Ir. Marlene Bertoldi
Coordenadora Arquidiocesana de Catequese

"UM ESPELHO DA VIDA"
Is 40, 12-13a; 28-29; 31

Quem foi que na concha da mão
calculou toda a água que há no mar?
Quem mediu a palmos o céu?
Quem pôs no alqueire todo o pó da terra inteira?
Quem calculou o peso das montanhas
ou pôs as serras na balança?
Quem terá orientado o espírito do Senhor?
Acaso não sabes? Ainda não ouviste falar?
O Senhor é o Deus eterno!
Foi ele quem criou toda a extensão do mundo.
Ele não corre, nem se cansa,
nem é possível pesquisar sua inteligência.
É ele que dá ânimo ao cansado,
recupera as forças do enfraquecido.
Os que esperam no Senhor
renovam suas forças,
criam asas como águia,
correm e não se fadigam,
andam, andam e nunca se cansam.

Introdução
O profeta quer convencer os exilados em Babilônia de que os ídolos dos opressores nada são. Não são os deuses da Babilônia que agem, mas o Senhor YHWH. Assim, critica qualquer forma de idolatria, sobretudo do poder e da riqueza. O texto também mostra que Deus é sempre maior do que nossos planos; ele nos ultrapassa infinitamente não podemos perscrutar seus caminhos.

1º passo: Saborear o texto
Leia o texto algumas vezes. O que chama mais sua atenção?

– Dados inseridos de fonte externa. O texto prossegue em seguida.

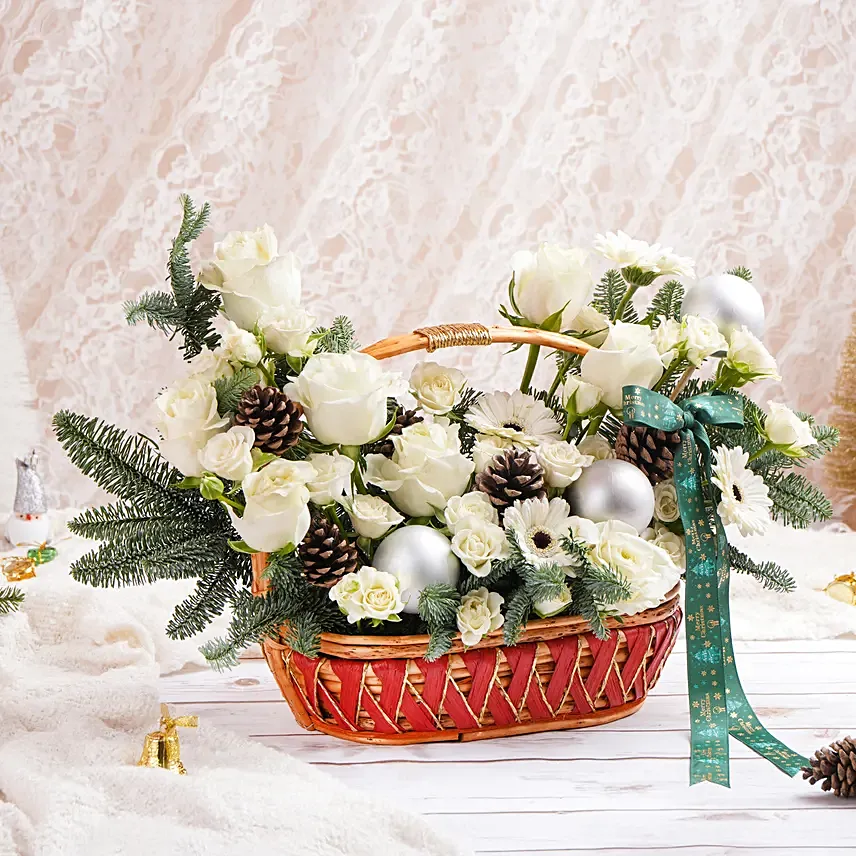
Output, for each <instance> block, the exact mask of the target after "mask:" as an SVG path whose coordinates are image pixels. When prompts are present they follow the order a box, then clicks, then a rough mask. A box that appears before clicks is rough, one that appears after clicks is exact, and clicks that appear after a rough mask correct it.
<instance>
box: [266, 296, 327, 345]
mask: <svg viewBox="0 0 856 856" xmlns="http://www.w3.org/2000/svg"><path fill="white" fill-rule="evenodd" d="M314 325H315V316H314V315H310V314H309V313H308V312H306V310H305V309H303V308H302V307H300V306H295V305H292V304H290V303H281V304H279V305H278V306H271V307H270V308H268V309H265V311H264V312H263V313H262V315H261V317H260V318H259V327H260V329H261V331H262V333H264V337H265V342H266V343H267V346H268V347H269V348H270V349H271V350H272V351H275V352H276V353H277V354H286V355H287V356H289V357H308V356H309V355H310V354H311V353H312V352H313V351H314V350H315V344H316V343H315V341H314V340H313V341H310V338H311V336H312V328H313V326H314Z"/></svg>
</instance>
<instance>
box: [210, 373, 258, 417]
mask: <svg viewBox="0 0 856 856" xmlns="http://www.w3.org/2000/svg"><path fill="white" fill-rule="evenodd" d="M258 382H259V372H258V369H254V368H252V367H251V366H241V368H239V369H238V370H237V371H236V372H235V373H234V374H233V375H231V376H230V377H221V378H217V380H215V381H214V390H215V391H216V393H217V412H218V413H219V414H220V416H227V415H228V414H230V413H234V412H235V411H236V410H237V409H238V405H239V404H240V403H241V397H242V396H243V395H244V393H245V392H246V391H247V390H248V389H252V387H254V386H255V385H256V384H257V383H258Z"/></svg>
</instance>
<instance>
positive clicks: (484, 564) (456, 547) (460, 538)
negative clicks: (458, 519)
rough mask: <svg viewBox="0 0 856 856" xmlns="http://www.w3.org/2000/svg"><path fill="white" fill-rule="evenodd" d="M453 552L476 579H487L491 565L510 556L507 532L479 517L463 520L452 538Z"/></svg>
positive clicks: (471, 517) (501, 528)
mask: <svg viewBox="0 0 856 856" xmlns="http://www.w3.org/2000/svg"><path fill="white" fill-rule="evenodd" d="M452 552H453V553H454V554H455V555H456V556H457V557H458V558H459V559H460V560H461V562H463V564H464V566H465V567H466V568H467V570H468V571H469V572H470V573H471V574H472V575H473V576H475V577H486V576H487V575H488V574H489V573H490V569H491V565H492V563H493V562H494V561H496V560H498V559H504V558H506V556H508V540H507V539H506V537H505V530H504V529H502V527H500V526H498V525H497V524H495V523H488V521H486V520H484V519H482V518H479V517H468V518H466V519H465V520H463V521H462V522H461V523H460V525H459V526H458V528H457V529H456V530H455V534H454V535H453V536H452Z"/></svg>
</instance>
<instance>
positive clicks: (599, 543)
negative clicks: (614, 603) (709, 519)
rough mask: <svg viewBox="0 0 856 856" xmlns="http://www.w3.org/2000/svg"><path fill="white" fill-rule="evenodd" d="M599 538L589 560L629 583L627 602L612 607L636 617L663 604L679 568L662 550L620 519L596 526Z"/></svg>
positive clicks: (660, 547)
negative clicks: (647, 609)
mask: <svg viewBox="0 0 856 856" xmlns="http://www.w3.org/2000/svg"><path fill="white" fill-rule="evenodd" d="M597 528H598V532H599V538H598V542H597V544H596V545H595V546H594V548H593V550H592V553H591V557H592V560H593V561H595V562H597V563H598V564H599V565H601V566H602V567H604V568H611V569H612V570H613V571H617V572H618V573H619V574H621V575H622V576H623V577H624V578H625V579H627V580H628V581H629V582H630V585H631V590H632V595H631V597H630V599H629V600H625V601H621V602H620V603H616V604H611V605H610V606H608V607H607V608H609V609H615V610H617V611H618V612H619V613H621V614H622V615H635V614H636V613H637V612H642V611H643V610H645V609H651V608H652V607H654V606H657V605H658V604H660V603H662V602H663V600H664V599H665V597H666V594H667V593H668V592H669V591H671V589H672V588H674V586H675V585H677V583H678V580H679V579H680V575H681V572H680V569H679V568H678V566H677V565H676V564H675V563H674V561H672V558H671V556H670V555H669V554H668V553H667V552H666V551H665V550H664V549H662V548H661V547H658V546H657V545H655V544H653V543H651V542H650V541H646V540H644V539H643V538H641V537H640V536H639V535H637V534H636V530H635V529H634V528H633V527H632V526H630V525H629V524H627V523H622V522H621V521H619V520H609V521H607V522H606V523H598V524H597Z"/></svg>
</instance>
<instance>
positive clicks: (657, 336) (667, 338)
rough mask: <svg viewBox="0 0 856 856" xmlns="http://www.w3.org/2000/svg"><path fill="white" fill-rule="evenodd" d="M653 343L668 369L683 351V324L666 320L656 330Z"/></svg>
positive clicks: (663, 361) (664, 320) (679, 322)
mask: <svg viewBox="0 0 856 856" xmlns="http://www.w3.org/2000/svg"><path fill="white" fill-rule="evenodd" d="M653 342H654V347H655V348H656V349H657V353H658V354H659V355H660V357H661V359H662V360H663V365H664V366H666V368H668V367H669V366H670V365H671V364H672V363H673V362H674V361H675V358H676V357H677V356H678V355H679V354H680V352H681V351H682V350H683V346H684V329H683V327H682V326H681V323H680V322H679V321H675V319H674V318H666V319H665V320H664V321H662V322H661V324H660V326H659V327H657V329H656V330H654V335H653Z"/></svg>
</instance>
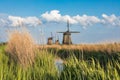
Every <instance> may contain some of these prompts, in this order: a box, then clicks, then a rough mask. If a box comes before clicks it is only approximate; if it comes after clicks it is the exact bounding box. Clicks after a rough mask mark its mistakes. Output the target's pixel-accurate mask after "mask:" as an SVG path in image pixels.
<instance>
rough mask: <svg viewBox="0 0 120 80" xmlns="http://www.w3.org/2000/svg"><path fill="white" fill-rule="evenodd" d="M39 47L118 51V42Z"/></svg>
mask: <svg viewBox="0 0 120 80" xmlns="http://www.w3.org/2000/svg"><path fill="white" fill-rule="evenodd" d="M38 47H39V48H40V49H48V48H57V49H70V50H85V51H102V52H104V51H106V52H108V53H112V52H120V44H119V43H103V44H79V45H44V46H38Z"/></svg>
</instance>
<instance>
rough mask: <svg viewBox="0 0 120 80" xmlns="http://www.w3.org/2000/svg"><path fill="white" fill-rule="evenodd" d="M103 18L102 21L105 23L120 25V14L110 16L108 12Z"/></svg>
mask: <svg viewBox="0 0 120 80" xmlns="http://www.w3.org/2000/svg"><path fill="white" fill-rule="evenodd" d="M102 17H103V19H102V20H101V22H102V23H103V24H109V25H113V26H120V16H115V15H114V14H112V15H110V16H108V15H106V14H102Z"/></svg>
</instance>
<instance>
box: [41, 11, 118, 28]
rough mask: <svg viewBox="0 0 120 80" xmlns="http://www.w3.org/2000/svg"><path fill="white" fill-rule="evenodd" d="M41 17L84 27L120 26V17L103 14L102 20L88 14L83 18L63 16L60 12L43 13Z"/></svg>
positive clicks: (45, 19)
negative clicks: (97, 26)
mask: <svg viewBox="0 0 120 80" xmlns="http://www.w3.org/2000/svg"><path fill="white" fill-rule="evenodd" d="M41 17H42V18H43V19H44V20H46V21H48V22H66V21H67V20H69V22H70V23H71V24H80V25H82V26H90V25H94V24H106V25H108V24H109V25H112V26H120V16H116V15H114V14H112V15H110V16H108V15H106V14H102V18H98V17H97V16H88V15H86V14H83V15H82V16H80V15H76V16H70V15H61V14H60V11H58V10H52V11H50V12H48V11H47V12H45V13H43V14H42V15H41Z"/></svg>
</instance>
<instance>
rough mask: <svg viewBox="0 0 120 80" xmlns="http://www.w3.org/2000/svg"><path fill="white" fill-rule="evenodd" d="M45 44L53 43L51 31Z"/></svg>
mask: <svg viewBox="0 0 120 80" xmlns="http://www.w3.org/2000/svg"><path fill="white" fill-rule="evenodd" d="M47 44H48V45H52V44H53V35H52V32H51V37H49V38H48V42H47Z"/></svg>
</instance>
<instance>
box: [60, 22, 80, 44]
mask: <svg viewBox="0 0 120 80" xmlns="http://www.w3.org/2000/svg"><path fill="white" fill-rule="evenodd" d="M69 27H70V24H69V21H67V31H65V32H58V33H63V41H62V44H67V45H69V44H72V40H71V33H80V32H78V31H70V29H69Z"/></svg>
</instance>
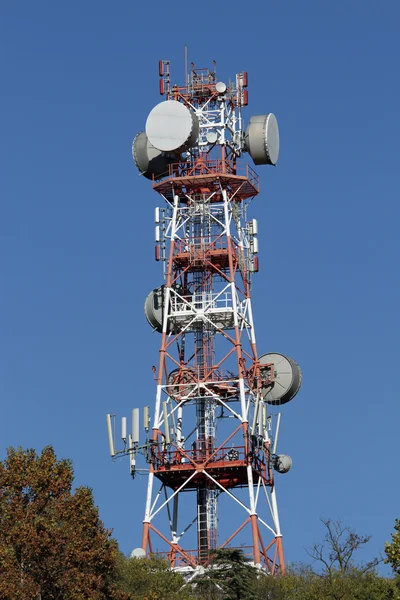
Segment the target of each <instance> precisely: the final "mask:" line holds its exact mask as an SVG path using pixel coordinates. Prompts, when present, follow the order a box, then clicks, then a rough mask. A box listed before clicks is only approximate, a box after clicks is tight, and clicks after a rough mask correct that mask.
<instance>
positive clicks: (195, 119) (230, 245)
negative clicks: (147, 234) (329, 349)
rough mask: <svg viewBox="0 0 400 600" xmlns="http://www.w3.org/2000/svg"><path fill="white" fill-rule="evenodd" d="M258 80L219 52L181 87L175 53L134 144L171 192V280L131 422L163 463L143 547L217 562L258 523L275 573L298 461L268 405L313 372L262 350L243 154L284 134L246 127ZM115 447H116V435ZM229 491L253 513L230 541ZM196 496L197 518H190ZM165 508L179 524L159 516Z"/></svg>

O que Deus poderia acrescentar mais em favores, prodígios e benefícios?

2º passo: Ver a realidade da vida
.Há "deuses falsos" em sua vida? Você espera a felicidade de quem? De quê?
.O progresso material não assegura a felicidade. Já experimentou isto? Como foi esta experiência?
.Quais são ou foram os momentos mais felizes na sua vida neste último mês? O que lhe fez tão feliz?
.Foram aspectos materiais ou outros valores?
.Muitas vezes, não entendemos os caminhos de Deus. Interrogamos o Senhor: "Que foi que fiz para merecer isto? Por que me tratas assim?" Esta leitura dá alguma resposta, uma nova perspectiva?
.Leiamos agora, na Bíblia, Is 40,12-31.

3º passo: Momento para falar com Deus
.A partir da realidade da sua vida, escreva um "salmo" expressando seus sentimentos. (Se a reflexão for feita por mais pessoas, os diversos "salmos" podem ser lidos e comentados, depois, pelo grupo).
.Escolha um versículo que muito lhe tocou e deixe-o ressoar no seu coração durante o dia.

(É interessante ler, em tempo oportuno, Jó, cap. 38 e 40,1-5. Jó não está entendendo porque está sofrendo tanto e pede a Deus uma explicação. Deus não dá uma resposta, mas interroga Jó que se rende ao mistério insondável de Deus).